Dirk is not a total train wreck on defense. Stretch-4's typically get open for a lot of three-pointers against most defenses, but Nowitzki is smart enough to be aware of where they are on the floor. Before Tuesday’s game against the Raptors, former Mavs assistant and current Toronto head coach Dwane Casey said he used to laugh when players would forget how long Nowitzki is because he really knows how to use his length on defense. So even when a stronger player posts him up, he’ll make the shot difficult just by being tall enough to reduce the potential angles of a shot. 

But players like Griffin and Randle—players who can face the basket and attack off the dribble—are an absolute nightmare for Nowitzki. His length is completely negated when he has to come up to guard someone who can drive right past him with ease. 

Thursday night in Hornets-Mavs (see Donuts here) even Marvin Williams was made to look like an elite athlete driving on Dirk. On two particular possessions, Williams went by him like Dirk was a traffic cone.

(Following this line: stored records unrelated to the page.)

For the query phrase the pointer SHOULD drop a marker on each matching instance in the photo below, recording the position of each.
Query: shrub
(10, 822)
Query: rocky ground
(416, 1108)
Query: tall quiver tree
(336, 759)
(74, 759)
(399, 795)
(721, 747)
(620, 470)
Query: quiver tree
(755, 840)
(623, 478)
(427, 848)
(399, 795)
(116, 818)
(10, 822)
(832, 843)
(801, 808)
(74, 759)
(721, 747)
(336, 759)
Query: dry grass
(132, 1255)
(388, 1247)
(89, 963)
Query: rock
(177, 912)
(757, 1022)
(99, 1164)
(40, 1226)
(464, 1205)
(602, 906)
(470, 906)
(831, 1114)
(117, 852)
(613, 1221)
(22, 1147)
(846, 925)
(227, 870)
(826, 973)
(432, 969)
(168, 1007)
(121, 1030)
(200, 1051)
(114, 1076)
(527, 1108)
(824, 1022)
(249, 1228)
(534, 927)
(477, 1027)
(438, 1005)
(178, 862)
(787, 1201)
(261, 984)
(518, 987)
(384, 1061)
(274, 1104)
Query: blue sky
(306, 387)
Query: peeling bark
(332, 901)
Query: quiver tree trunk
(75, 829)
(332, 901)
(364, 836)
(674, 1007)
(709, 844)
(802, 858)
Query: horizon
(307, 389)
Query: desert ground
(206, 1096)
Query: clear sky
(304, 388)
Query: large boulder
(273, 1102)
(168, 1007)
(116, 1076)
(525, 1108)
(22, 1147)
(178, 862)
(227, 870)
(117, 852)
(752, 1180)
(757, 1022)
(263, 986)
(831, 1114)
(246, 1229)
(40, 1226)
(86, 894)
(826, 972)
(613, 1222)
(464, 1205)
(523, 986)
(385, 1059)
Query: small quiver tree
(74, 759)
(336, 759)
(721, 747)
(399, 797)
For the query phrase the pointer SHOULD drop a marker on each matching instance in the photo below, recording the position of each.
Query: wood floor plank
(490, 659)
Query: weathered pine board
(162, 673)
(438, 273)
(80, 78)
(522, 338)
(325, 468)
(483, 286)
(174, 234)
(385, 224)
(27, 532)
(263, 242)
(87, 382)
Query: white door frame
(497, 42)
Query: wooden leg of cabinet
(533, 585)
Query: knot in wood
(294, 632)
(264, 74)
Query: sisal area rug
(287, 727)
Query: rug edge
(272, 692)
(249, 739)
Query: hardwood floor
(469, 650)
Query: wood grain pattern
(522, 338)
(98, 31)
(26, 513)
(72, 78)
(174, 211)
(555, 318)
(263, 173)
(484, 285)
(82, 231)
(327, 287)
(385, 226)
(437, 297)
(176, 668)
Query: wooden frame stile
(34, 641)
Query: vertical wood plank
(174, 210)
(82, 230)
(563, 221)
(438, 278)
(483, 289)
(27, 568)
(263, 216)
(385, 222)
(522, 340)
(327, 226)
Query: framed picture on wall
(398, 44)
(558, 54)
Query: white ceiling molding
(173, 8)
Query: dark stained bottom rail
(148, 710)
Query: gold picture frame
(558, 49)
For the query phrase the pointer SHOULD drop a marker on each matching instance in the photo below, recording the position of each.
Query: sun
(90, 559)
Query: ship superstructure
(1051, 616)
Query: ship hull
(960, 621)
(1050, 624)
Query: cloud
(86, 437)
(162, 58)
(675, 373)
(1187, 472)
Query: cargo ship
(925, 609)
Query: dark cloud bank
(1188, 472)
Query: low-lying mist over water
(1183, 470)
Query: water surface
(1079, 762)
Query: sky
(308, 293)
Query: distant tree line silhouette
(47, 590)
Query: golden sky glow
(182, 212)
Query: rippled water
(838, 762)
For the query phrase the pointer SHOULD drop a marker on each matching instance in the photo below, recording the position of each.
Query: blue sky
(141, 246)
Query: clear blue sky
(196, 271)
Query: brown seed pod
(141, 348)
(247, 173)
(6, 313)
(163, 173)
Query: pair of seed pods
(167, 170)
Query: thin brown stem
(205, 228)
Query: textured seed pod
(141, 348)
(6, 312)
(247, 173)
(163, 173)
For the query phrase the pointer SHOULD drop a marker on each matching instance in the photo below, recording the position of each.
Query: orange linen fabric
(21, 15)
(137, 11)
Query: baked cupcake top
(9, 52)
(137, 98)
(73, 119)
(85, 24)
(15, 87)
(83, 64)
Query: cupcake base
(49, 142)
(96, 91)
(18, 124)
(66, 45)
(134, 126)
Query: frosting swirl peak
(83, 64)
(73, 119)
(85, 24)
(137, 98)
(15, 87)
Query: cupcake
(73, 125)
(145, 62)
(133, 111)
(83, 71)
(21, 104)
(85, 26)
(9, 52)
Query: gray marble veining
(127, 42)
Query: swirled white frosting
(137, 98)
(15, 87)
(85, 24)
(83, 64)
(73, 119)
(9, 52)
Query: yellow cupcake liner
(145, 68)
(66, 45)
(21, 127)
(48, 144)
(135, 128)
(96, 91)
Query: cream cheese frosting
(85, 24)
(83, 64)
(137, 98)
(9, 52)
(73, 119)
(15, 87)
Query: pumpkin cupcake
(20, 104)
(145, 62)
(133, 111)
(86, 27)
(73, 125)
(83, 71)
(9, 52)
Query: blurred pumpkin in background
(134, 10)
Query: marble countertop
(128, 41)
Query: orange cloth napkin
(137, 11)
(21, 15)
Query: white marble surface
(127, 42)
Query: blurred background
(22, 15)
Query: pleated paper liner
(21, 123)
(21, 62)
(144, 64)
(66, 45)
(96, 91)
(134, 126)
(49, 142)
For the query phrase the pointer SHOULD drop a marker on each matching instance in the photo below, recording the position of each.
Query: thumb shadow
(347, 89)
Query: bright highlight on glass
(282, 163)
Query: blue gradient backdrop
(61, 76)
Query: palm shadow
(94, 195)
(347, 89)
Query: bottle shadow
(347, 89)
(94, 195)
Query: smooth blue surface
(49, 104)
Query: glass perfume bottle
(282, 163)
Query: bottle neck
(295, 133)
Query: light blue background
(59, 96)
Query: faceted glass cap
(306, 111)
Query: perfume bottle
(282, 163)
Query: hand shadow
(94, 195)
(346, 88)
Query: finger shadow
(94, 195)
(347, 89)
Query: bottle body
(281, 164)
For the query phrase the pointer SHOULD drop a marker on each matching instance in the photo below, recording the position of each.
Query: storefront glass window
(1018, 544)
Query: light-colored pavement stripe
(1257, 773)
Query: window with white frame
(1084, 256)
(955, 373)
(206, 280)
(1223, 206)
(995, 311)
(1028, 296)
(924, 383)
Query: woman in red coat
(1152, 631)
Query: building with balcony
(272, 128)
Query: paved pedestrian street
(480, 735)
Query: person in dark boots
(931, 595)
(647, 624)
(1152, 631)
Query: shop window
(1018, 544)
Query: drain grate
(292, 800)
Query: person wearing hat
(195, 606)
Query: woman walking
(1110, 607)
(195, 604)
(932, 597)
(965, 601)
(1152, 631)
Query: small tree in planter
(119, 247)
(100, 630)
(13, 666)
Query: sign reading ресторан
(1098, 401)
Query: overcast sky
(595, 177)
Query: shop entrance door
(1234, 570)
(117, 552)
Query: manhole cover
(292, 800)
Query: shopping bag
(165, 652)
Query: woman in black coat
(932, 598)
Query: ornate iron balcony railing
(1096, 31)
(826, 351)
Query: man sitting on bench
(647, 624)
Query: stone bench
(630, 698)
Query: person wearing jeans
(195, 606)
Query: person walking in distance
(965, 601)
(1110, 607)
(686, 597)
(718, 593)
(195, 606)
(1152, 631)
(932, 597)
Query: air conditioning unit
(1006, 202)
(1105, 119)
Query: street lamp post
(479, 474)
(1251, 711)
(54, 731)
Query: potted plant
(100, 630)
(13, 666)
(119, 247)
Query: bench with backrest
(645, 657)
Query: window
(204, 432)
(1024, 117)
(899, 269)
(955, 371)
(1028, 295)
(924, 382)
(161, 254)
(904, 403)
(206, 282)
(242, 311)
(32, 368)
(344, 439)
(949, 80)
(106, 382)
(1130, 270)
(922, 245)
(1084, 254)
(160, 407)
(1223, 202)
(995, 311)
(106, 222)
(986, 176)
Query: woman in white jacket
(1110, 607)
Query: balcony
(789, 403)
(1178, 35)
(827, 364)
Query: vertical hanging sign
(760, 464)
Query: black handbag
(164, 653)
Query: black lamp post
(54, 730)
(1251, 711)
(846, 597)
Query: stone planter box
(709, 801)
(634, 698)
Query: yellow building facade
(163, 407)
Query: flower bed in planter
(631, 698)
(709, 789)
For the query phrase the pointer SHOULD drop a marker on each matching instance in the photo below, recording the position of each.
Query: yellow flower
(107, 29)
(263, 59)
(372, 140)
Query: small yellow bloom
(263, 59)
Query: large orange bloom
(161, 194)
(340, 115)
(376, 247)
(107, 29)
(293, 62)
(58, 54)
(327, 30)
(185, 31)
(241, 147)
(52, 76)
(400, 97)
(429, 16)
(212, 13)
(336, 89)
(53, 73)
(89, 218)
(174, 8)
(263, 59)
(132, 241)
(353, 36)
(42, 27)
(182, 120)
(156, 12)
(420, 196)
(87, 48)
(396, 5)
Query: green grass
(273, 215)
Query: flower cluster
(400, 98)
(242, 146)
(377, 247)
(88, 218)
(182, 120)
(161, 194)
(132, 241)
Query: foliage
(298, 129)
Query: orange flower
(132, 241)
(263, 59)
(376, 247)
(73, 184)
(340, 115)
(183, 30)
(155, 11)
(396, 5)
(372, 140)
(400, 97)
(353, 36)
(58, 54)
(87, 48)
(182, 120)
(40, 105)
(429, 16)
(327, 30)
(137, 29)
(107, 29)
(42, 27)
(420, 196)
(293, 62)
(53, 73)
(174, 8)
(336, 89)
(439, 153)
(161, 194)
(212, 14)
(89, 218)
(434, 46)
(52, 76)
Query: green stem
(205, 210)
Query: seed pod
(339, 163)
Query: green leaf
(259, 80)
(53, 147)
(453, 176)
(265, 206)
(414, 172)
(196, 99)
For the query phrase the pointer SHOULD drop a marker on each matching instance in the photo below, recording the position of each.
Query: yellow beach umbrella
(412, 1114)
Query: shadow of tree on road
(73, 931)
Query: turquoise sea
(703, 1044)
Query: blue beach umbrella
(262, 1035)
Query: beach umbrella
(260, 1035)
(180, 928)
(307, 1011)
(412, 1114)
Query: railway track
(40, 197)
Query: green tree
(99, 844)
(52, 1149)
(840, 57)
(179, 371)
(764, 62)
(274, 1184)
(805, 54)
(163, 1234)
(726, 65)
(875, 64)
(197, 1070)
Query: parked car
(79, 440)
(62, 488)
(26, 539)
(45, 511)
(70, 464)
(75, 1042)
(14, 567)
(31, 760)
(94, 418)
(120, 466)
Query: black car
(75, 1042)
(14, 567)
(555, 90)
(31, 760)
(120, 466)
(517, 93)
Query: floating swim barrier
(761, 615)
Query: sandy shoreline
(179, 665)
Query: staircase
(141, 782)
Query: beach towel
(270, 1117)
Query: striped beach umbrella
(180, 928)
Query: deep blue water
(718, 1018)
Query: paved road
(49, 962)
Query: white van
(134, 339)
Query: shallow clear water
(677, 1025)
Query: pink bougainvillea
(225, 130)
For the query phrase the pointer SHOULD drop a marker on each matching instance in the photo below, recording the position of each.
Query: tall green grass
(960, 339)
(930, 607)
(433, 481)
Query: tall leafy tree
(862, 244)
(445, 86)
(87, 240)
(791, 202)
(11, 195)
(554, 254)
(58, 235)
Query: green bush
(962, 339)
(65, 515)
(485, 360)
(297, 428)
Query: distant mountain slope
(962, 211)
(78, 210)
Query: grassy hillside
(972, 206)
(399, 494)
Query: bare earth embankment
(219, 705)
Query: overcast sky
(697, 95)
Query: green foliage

He outplayed Nowitzki and finished with 17 points off 6-11 shooting to go along with 12 rebounds. 

(Obviously, all these guys' stats aren't coming against Dirk alone.  Look at Griffin's work against Dallas in Game 2 of the season and you see him dominating Powell and Charlie V and everyone else, too. ...)

Driving straight at Nowitzki is the key to continued success against the Mavericks, which means Dallas can never get away with switching on pick-and-rolls that involve Nowitzki. Leaving Dirk on an island with a driving point guard like Ty Lawson, Goran Dragic or Russell Westbrook is a quick way to give up two points. 

Carlisle addressed this sort of thing at training camp, saying, “When you have a leak in the roof, you’ve got to figure out if there’s a bunch of little things contributing to it or if it’s one big thing. Right now, we’ve got a lot of little things that we need to get patched up, and that’s what we’ve looked at.''

                              

Pachulia as a "patch''? Maybe, though he will have his hands full guarding his own man and positioning himself for rebounding against people like tonight's featured foe, Anthony Davis. Nowitzki as a "leak''? That's harsh, but he is as much of a defensive liability as he’s ever been, and unfortunately, there’s no reason for foes to stop driving on Dirk this season because there are too few patches to protect him.